Danny Taberner (born 17 June 1993) is an English semi-professional footballer who plays as a goalkeeper for Runcorn Linnets.

Career
Taberner became Rochdale's youngest ever goalkeeper when, on 11 November 2009, he made his debut in a 2–0 home defeat in the FA Cup to Luton Town.
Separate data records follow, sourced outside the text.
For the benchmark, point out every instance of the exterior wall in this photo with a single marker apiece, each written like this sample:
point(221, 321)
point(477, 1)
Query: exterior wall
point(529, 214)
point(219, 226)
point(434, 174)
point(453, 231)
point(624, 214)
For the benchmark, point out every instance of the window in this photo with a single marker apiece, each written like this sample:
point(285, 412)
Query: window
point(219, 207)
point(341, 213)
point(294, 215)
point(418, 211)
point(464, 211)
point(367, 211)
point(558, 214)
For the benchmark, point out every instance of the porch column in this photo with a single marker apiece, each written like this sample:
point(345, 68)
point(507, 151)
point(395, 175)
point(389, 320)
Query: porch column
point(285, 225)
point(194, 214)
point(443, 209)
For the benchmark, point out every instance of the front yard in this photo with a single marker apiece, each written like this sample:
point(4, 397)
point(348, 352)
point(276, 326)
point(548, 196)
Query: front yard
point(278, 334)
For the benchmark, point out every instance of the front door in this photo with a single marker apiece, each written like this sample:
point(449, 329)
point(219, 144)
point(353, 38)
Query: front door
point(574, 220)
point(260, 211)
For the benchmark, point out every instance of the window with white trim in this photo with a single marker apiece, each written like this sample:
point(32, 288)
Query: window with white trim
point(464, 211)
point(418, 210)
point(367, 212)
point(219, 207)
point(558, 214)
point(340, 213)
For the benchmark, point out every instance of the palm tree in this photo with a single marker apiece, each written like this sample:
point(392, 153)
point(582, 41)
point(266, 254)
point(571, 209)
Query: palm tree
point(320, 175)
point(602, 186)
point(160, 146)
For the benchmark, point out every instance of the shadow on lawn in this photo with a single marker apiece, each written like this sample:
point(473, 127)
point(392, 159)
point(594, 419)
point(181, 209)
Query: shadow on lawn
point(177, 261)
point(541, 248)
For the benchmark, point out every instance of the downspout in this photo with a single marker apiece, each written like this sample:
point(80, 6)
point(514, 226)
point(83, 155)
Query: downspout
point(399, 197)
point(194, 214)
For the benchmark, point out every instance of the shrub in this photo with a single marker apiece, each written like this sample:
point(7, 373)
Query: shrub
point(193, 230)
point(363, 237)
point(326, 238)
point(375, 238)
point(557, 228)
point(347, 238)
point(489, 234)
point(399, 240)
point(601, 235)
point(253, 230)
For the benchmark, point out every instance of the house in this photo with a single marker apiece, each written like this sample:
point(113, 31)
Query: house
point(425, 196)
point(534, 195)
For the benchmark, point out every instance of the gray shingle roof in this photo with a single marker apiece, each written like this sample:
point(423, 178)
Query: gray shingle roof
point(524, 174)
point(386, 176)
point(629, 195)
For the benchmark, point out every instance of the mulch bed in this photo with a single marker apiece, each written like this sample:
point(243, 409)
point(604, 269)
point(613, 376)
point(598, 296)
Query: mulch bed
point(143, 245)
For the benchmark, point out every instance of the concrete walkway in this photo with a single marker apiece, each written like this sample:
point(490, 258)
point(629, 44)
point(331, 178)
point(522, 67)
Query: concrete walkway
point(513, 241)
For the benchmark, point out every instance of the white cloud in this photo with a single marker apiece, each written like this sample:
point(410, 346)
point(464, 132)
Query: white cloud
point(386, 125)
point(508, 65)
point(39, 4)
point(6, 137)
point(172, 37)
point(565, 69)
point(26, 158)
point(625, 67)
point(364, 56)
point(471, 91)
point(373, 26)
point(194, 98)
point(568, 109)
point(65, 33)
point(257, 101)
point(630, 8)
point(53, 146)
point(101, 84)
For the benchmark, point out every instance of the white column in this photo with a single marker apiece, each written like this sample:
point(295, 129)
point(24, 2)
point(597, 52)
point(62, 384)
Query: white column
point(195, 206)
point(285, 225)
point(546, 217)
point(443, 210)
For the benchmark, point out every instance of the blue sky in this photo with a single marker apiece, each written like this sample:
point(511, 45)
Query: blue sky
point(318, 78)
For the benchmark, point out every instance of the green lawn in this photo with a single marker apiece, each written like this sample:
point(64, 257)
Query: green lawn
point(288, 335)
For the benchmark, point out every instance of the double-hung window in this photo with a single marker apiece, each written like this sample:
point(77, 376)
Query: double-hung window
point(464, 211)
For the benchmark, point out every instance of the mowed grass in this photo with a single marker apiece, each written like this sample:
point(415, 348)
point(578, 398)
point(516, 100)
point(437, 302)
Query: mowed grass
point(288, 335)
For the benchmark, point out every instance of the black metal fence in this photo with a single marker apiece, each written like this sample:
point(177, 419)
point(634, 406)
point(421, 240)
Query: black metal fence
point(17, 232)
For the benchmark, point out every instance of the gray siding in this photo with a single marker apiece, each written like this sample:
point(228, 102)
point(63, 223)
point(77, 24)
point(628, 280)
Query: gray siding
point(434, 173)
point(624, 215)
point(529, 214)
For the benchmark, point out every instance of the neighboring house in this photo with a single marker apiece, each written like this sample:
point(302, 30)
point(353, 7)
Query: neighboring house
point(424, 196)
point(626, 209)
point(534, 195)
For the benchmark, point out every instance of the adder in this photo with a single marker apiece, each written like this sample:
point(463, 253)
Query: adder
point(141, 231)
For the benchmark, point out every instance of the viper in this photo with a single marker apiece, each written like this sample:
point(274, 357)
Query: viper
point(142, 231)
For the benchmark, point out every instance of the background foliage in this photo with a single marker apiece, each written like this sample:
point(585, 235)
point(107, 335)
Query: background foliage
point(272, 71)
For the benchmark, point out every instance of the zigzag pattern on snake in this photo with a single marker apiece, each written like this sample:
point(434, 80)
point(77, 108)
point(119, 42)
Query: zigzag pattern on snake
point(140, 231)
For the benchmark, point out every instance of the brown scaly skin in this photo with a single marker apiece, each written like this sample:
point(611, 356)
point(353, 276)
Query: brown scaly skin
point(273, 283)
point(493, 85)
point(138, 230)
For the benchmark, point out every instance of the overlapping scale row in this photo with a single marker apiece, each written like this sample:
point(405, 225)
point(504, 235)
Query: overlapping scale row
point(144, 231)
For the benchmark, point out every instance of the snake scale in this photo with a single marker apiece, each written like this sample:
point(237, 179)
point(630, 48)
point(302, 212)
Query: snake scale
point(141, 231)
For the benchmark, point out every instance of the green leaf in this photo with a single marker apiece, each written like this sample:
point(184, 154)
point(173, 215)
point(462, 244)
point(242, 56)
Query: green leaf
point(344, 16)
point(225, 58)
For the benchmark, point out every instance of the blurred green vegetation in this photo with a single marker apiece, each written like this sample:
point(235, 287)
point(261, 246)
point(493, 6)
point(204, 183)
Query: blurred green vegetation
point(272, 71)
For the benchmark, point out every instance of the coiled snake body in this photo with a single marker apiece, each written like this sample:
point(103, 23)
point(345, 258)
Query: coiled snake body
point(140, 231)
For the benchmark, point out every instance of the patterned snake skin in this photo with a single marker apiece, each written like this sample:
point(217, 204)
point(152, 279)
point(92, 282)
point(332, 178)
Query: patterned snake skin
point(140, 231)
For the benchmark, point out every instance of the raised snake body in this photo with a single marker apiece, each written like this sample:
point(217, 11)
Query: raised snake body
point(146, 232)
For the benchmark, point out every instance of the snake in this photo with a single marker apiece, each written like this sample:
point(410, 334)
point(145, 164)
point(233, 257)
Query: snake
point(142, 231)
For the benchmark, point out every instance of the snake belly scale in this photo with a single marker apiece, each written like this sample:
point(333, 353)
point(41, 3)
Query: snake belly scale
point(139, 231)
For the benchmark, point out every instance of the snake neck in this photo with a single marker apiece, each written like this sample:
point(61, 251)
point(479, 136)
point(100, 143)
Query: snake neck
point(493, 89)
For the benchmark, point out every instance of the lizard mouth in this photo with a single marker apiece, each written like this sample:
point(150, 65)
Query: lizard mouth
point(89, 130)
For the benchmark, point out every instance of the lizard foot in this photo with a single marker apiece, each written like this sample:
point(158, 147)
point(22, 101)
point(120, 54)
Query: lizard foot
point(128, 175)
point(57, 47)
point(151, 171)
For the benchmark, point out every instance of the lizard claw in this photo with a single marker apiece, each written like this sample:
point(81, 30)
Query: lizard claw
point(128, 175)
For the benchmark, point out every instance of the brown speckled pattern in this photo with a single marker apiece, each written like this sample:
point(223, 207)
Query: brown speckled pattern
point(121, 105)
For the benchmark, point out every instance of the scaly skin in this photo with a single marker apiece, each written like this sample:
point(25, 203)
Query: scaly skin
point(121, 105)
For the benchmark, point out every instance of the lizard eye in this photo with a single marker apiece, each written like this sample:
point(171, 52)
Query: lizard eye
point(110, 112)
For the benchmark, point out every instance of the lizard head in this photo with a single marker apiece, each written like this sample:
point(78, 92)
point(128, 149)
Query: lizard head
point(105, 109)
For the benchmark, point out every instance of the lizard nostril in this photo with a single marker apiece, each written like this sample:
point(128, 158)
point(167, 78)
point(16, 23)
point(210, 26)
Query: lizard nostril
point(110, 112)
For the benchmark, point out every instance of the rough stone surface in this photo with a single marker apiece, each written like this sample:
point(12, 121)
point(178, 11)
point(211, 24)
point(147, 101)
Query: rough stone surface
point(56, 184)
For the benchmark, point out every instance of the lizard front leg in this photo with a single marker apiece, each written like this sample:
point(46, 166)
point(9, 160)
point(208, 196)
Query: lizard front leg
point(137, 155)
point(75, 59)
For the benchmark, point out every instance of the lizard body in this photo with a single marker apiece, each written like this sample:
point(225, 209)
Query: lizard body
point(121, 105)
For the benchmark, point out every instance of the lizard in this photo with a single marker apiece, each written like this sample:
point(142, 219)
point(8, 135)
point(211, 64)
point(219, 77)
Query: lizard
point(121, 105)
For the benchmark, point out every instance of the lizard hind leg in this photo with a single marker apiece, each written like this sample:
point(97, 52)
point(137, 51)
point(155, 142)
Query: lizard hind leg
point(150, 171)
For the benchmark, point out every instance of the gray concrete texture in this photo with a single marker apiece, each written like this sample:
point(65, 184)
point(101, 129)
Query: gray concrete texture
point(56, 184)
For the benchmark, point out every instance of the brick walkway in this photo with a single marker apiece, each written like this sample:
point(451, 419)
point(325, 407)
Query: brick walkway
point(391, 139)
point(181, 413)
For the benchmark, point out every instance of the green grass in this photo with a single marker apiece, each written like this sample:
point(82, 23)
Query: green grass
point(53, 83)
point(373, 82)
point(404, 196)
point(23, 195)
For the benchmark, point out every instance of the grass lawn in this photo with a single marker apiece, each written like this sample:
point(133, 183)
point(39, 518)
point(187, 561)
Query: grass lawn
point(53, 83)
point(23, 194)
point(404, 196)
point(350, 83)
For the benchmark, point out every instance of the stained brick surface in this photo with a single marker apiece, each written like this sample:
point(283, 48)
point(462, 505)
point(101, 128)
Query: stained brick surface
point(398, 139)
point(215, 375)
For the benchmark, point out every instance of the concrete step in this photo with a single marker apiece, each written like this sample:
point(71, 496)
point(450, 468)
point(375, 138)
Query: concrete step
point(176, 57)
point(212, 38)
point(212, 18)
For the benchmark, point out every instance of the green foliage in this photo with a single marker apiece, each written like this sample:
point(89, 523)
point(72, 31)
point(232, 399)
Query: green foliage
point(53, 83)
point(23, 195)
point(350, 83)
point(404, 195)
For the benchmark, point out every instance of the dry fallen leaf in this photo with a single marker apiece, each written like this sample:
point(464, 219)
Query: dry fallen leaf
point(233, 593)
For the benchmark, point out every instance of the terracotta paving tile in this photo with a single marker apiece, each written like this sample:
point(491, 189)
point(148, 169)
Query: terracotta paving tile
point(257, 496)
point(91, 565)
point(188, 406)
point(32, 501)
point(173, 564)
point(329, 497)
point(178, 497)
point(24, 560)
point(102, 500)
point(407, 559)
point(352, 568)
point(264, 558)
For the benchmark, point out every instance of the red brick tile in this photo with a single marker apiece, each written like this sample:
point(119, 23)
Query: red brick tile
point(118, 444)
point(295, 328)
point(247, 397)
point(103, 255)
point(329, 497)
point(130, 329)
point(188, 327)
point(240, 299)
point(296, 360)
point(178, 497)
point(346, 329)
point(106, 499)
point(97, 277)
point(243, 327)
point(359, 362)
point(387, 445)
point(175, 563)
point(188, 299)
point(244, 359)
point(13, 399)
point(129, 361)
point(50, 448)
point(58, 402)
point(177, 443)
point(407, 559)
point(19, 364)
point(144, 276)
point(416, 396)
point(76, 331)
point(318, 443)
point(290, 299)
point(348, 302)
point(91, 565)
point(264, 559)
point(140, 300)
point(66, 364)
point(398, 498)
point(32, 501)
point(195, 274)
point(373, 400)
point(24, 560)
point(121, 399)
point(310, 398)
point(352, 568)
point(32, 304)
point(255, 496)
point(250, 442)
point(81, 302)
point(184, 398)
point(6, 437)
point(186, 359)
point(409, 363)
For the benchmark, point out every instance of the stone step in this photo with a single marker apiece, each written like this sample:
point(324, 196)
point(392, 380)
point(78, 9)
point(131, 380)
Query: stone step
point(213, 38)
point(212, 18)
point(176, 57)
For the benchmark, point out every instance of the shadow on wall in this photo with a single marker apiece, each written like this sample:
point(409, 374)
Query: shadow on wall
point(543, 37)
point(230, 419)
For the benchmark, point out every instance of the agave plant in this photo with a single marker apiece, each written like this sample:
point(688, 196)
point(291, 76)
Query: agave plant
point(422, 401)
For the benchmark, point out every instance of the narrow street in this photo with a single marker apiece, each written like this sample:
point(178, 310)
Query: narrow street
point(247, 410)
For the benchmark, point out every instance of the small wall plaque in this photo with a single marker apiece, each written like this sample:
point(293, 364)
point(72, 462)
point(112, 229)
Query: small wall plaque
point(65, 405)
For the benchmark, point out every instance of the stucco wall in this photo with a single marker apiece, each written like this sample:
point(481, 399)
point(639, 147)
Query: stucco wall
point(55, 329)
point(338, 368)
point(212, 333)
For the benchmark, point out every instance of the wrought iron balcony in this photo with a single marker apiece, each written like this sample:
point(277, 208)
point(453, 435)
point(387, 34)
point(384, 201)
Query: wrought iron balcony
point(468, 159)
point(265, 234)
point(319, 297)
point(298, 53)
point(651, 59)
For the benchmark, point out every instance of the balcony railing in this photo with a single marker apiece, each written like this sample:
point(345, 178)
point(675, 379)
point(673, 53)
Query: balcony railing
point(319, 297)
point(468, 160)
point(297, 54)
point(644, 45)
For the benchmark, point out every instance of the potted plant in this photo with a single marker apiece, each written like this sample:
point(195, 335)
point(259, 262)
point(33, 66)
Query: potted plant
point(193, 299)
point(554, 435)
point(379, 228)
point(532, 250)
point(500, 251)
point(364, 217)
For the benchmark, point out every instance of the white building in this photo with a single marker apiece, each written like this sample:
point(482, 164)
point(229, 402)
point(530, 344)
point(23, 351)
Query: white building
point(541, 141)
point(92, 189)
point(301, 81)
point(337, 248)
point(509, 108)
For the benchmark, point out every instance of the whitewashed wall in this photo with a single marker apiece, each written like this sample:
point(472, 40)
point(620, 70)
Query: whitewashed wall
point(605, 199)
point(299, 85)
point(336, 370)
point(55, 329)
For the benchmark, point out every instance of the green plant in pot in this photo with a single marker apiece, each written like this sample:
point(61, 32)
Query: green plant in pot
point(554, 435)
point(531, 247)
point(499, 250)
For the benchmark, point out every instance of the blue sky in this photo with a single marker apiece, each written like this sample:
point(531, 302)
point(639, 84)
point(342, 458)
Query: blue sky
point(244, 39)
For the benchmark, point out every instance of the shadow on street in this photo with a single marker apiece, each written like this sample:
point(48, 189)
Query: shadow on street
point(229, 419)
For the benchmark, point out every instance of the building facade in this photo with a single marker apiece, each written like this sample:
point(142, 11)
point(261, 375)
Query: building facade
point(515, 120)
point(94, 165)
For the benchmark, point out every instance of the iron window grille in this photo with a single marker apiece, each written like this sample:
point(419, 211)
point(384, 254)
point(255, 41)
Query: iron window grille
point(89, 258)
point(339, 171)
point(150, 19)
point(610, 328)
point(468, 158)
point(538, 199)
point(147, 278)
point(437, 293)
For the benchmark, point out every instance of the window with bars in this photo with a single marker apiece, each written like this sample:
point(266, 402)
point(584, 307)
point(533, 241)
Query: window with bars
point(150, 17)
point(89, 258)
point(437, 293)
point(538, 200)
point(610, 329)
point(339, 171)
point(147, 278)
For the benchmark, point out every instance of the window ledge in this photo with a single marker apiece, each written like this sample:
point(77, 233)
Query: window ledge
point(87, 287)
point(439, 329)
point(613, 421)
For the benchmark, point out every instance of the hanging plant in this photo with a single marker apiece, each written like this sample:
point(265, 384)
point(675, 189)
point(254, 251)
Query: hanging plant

Taberner was sixty-six days younger than Stephen Bywater, the previous youngest Rochdale 'keeper.

In August 2012 he joined Salford City  after a spell at  Stockport Sports.

In the 2018–19 season he joined Northwich Victoria.

He re-joined Atherton Collieries in March 2020.

In October 2021 he joined City of Liverpool.  He re-joined Atherton Collieries later that season.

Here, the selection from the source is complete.